Augmented reality to deliver information visually
Like connected objects, augmented reality has been used by industrial players for some time, but its associated cost initially prevented its development for large-scale applications. Today, the augmented reality market is boosted by mass market applications that are driving costs down. And energy sector players will be able to exploit the benefits this brings by identifying broader applications, including maintenance.
Maintenance personnel draw on multiple sources of information in their work (operational manuals, technical documentation, etc.) Augmented reality is of interest because it offers the operator the possibility to visualize the right information at the right time, with no time wasted in finding it. Using techniques for equipment identification such as QR codes or RFID chips, augmented reality glasses can display information related to the identified material or interact with other applications to display indicators or any other type of information. Glasses can also display additional information such as the flow of gas to a supply station, dangerous areas or safety instructions. Uses for augmented reality are manifold, and they can offer real added-value to maintenance operators. We might even imagine using these glasses as supports to on-demand applications, adapting them to the specific needs of maintenance personnel.
In April 2014, GRTgaz launched an experiment with an augmented reality prototype developed on a tablet device. Augmented reality is a major focus of GRTgaz’s innovation policy, as it is for Enedis, which has sourced its own type of augmented reality glasses, developed by the French startup, Levels3D.
In the US, Daqri, an ambitious startup, is seeking to commercialize the next generation of safety helmets equipped with augmented reality; a helmet already being tested by 10 Fortune 500 companies.

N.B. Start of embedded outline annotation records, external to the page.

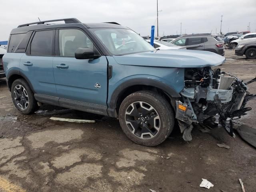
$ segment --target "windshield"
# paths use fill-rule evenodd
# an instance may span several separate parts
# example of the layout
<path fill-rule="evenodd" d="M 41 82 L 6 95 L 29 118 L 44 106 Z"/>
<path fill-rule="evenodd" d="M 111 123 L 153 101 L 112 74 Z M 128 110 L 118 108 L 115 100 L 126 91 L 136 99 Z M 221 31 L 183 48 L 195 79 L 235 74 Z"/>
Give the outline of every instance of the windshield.
<path fill-rule="evenodd" d="M 155 50 L 153 47 L 132 30 L 108 28 L 90 30 L 114 55 Z"/>
<path fill-rule="evenodd" d="M 166 42 L 166 41 L 155 41 L 156 42 L 157 42 L 158 43 L 160 43 L 161 44 L 162 44 L 163 45 L 164 45 L 166 46 L 168 46 L 168 47 L 173 47 L 174 46 L 177 46 L 176 45 L 174 45 L 174 44 L 172 44 L 171 43 L 169 43 L 168 42 Z"/>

The implementation of these technologies in the energy sector will result in changes to the working environments and tasks of the maintenance staff. It will require a strategy for change management that can ensure the right tools are selected, and for the right uses.
Whatever the way forward, disruptive technologies represent an opportunity for network operators to optimize their maintenance operations, and, possibly, develop new uses for it. All the experiments carried out so far have shown strong potential with respect to these new opportunities. The next step is to put in place the processes that will drive innovation that is capable of making the most of these technological breakthroughs.